Reanchai Seeharwong

Personal information
- Born: 24 March 1976 (age 50) Samut Prakan, Thailand

Sport
- Country: Thailand
- Sport: Track and field
- Event(s): 100 meters, 200 meters

Medal record
Men's athletics
Representing Thailand
Asian Games
| Gold medal – first place | 2002 Busan | 4×100 m |
| Silver medal – second place | 1998 Bangkok | 100 m |
| Silver medal – second place | 1998 Bangkok | 4×100 m |
Asian Championships
| Gold medal – first place | 2002 Colombo | 4×100 m |
| Silver medal – second place | 1995 Jakarta | 4×100 m |

= Reanchai Seeharwong =

Thai sprinter (born 1976)

Reanchai Seeharwong (born 24 March 1976 in Samut Prakan) is a retired Thai sprinter who specialized in the 100 and 200 metres.

He won the bronze medal in the 200 metres at the 1994 Asian Junior Championships. He won the 100 and 200 metres back to back at both the 1995, 1999 and 2001 South East Asian Games. His breakthrough came at the 1998 Asian Games where he won the silver medal in the 100 metres as well as another silver in the 4 × 100 metres relay.

At the 2002 Asian Championships he reached the semi-final of the 100 metres and won a gold medal in the 4 × 100 metres relay. At the 2002 Asian Games he also reached the semi-final of the 100 metres and won a gold medal in the 4 × 100 metres relay.

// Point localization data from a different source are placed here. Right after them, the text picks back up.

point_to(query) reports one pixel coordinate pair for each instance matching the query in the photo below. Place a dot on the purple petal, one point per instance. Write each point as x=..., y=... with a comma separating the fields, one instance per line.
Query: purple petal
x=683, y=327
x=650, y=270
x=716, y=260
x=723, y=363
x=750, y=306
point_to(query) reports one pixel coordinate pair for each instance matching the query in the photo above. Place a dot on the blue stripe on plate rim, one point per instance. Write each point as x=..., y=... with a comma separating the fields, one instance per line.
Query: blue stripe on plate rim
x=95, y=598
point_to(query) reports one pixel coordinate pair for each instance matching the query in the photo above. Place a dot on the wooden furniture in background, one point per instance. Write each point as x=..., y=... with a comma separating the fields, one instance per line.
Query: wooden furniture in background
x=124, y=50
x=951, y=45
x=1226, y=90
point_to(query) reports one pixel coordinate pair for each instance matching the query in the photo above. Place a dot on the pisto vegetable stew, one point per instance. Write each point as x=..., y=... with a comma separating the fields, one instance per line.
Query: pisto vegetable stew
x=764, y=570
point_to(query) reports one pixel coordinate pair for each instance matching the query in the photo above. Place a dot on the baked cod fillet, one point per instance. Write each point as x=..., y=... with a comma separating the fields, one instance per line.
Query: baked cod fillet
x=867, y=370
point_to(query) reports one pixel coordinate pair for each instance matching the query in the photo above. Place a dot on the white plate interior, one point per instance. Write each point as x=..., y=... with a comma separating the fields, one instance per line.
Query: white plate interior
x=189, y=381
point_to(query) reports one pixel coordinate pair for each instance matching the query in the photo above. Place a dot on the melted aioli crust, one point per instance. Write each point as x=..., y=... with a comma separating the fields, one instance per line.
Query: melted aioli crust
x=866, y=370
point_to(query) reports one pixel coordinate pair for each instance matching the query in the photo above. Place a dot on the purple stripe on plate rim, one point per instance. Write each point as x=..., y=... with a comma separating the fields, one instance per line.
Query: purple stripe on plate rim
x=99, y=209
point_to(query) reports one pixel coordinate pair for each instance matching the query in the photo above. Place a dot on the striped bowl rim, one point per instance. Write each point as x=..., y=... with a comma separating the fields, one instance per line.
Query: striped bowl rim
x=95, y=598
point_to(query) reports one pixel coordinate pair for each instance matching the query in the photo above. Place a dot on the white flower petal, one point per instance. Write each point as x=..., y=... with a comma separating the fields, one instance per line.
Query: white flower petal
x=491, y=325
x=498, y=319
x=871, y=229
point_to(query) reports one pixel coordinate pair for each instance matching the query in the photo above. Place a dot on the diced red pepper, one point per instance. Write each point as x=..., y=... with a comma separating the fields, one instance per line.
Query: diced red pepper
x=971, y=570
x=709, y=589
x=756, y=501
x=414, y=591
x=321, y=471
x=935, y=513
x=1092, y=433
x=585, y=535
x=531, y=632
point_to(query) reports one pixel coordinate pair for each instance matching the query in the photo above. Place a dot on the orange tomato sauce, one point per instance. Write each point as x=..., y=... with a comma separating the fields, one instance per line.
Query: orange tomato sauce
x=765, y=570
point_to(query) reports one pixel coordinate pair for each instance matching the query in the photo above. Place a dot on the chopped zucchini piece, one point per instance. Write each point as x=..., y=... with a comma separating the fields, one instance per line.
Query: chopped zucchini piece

Subsequently, he finished fifth with the Asian team in the 4 x 100 metres relay at the 2002 IAAF World Cup. He competed individually at the 1999 World Championships and the 2003 World Indoor Championships as well as in relay at the 1999 World Championships without reaching the final.

His personal best times was 10.23 seconds in the 100 metres, achieved at the 1998 Asian Games in Bangkok; and 20.69 seconds in the 200 metres, achieved at the 1999 South East Asian Games in Bandar Seri Begawan. His 100 metres time is the Thai record, and he holds an Asian record in the rarely contested 4 × 200 metres relay. His 200 metres time is the Southeast Asian Games record.